我在下面的查询中可以在 SQL DEVELOPER 上正常运行:
SELECT C.CIS_DIVISION, C.EFFDT AS START_DT, LEAD(EFFDT, 1) OVER(PARTITION BY CIS_DIVISION, CHAR_TYPE_CD ORDER BY CIS_DIVISION, CHAR_TYPE_CD, EFFDT) - 1 AS END_DT , C.CHAR_VAL, C.CHAR_TYPE_CD FROM CI_CIS_DIV_CHAR C WHERE C.CHAR_TYPE_CD in ('C1-TFMPD','C1-TFMCR') ORDER BY CIS_DIVISION,CHAR_TYPE_CD, EFFDT
SQL开发人员中的输出:
CIS_DIVISION START_DT END_DT CHAR_VAL CHAR_TYPE_CD
747 01-Jan-10 (null) BATCH_DT C1-TFMPD
CAL 01-Jan-16 (null) BATCH_DT C1-TFMPD
NYC 01-Jan-90 (null) BATCH_DT C1-TFMPD
PERF1 01-Jan-01 (null) BATCH_DT C1-TFMPD
PERF2 01-Jan-01 (null) BATCH_DT C1-TFMPD
PERF3 01-Jan-01 (null) BATCH_DT C1-TFMPD
但是当使用eclipse在spark中运行时,相同的查询会给出错误:
代码
private static final String DIVISIONCHARS_QUERY = "SELECT C.CIS_DIVISION, "
+ "C.EFFDT AS START_DT, "
+"LEAD(EFFDT, 1) OVER(PARTITION BY CIS_DIVISION, "

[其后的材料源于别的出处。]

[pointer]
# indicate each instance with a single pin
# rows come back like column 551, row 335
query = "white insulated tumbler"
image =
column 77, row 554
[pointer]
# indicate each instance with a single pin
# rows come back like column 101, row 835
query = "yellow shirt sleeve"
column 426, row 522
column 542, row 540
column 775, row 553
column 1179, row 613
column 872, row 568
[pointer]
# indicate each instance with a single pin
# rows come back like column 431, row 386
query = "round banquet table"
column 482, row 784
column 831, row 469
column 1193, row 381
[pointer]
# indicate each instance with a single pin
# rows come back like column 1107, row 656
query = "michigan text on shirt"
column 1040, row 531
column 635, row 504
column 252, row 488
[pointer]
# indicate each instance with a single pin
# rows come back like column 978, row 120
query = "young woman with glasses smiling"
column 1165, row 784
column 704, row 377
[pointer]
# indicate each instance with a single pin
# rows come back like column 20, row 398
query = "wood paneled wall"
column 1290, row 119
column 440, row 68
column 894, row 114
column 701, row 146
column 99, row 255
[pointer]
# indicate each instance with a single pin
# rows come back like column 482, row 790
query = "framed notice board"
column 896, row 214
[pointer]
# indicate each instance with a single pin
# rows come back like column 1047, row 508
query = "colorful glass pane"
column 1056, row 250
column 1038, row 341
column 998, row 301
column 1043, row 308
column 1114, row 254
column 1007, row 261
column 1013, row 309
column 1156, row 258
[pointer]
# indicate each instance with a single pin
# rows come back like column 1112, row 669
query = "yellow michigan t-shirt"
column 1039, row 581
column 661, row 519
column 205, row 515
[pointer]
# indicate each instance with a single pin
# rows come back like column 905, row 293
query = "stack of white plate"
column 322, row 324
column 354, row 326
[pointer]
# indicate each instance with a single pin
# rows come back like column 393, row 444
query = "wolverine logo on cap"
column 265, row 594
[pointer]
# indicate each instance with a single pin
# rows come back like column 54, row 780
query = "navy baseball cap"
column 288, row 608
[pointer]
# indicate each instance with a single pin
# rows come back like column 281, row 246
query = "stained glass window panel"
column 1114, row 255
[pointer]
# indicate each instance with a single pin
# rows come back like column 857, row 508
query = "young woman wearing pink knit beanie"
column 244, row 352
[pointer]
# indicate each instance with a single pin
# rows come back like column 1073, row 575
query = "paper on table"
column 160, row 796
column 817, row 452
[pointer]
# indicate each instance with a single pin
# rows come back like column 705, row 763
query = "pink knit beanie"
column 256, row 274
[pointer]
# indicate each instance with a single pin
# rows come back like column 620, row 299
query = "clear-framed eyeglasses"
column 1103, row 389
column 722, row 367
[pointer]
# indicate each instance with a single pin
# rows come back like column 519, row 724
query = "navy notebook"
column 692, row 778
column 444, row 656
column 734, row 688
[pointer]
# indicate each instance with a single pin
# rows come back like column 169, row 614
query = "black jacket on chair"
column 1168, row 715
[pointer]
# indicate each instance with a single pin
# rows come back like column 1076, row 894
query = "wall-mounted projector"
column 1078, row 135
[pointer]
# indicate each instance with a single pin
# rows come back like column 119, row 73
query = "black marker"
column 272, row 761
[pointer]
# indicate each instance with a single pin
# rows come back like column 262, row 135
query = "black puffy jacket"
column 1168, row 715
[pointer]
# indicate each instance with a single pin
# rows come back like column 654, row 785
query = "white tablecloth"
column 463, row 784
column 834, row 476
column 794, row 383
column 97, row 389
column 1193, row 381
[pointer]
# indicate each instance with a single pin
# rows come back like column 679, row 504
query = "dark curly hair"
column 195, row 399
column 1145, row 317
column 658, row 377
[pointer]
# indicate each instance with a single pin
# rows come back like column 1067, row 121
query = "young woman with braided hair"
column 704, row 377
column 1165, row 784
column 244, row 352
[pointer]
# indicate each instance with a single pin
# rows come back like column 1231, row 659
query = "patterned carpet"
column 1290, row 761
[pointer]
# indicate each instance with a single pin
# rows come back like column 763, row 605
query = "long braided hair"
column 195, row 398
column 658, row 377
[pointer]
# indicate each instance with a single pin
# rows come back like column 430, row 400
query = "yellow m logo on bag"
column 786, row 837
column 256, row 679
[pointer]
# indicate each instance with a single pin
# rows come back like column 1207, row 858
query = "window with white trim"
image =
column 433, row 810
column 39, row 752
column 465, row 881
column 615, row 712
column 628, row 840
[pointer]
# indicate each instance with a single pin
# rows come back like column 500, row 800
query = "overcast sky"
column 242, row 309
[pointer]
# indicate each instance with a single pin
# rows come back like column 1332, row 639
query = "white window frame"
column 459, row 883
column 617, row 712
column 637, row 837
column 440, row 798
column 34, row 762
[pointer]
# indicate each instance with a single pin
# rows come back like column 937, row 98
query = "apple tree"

+"CHAR_TYPE_CD ORDER BY CIS_DIVISION, "
+"CHAR_TYPE_CD, EFFDT) - 1 AS END_DT , "
+"C.CHAR_VAL, "
+"C.CHAR_TYPE_CD "
+"FROM CI_CIS_DIV_CHAR C "
+"WHERE C.CHAR_TYPE_CD in ('C1-TFMPD','C1-TFMCR') ORDER BY CIS_DIVISION,CHAR_TYPE_CD, EFFDT";
Dataset<Row> divChartable = sparkSession.read().format("jdbc").option("url",connection ).option("dbtable", "CI_CIS_DIV_CHAR").load();
divChartable.registerTempTable("CI_CIS_DIV_CHAR");
Dataset<Row> divCharsDS = sparkSession.sql(DIVISIONCHARS_QUERY);
由于我在查询中使用 CI_CIS_DIV_CHAR 表,因此我首先为其创建了临时表,否则将导致找不到表错误。
运行上面的代码时,它给出以下错误:
Exception in thread "main" org.apache.spark.sql.AnalysisException:
cannot resolve '(lead(C.`EFFDT`, 1, NULL) OVER (PARTITION BY C.`CIS_DIVISION`, C.`CHAR_TYPE_CD` ORDER BY C.`CIS_DIVISION` ASC NULLS FIRST, C.`CHAR_TYPE_CD` ASC NULLS FIRST, C.`EFFDT` ASC NULLS
FIRST ROWS BETWEEN 1 FOLLOWING AND 1 FOLLOWING) - 1)' due to data type mismatch: differing types in '(lead(C.`EFFDT`, 1, NULL) OVER (PARTITION BY C.`CIS_DIVISION`, C.`CHAR_TYPE_CD` ORDER BY C.`CIS_DIVISION`
ASC NULLS FIRST, C.`CHAR_TYPE_CD` ASC NULLS FIRST, C.`EFFDT` ASC NULLS FIRST ROWS BETWEEN 1 FOLLOWING AND 1 FOLLOWING) - 1)' (timestamp and int).; line 1 pos 44;
'Sort ['CIS_DIVISION ASC NULLS FIRST, 'CHAR_TYPE_CD ASC NULLS FIRST, 'EFFDT ASC NULLS FIRST], true
+- 'Project [CIS_DIVISION#1424, EFFDT#1426 AS START_DT#1448, (lead(EFFDT#1426, 1, null) windowspecdefinition(CIS_DIVISION#1424, CHAR_TYPE_CD#1425, CIS_DIVISION#1424 ASC NULLS FIRST, CHAR_TYPE_CD#1425 ASC NULLS FIRST,
EFFDT#1426 ASC NULLS FIRST, specifiedwindowframe(RowFrame, 1, 1)) - 1) AS END_DT#1449, CHAR_VAL#1427, CHAR_TYPE_CD#1425]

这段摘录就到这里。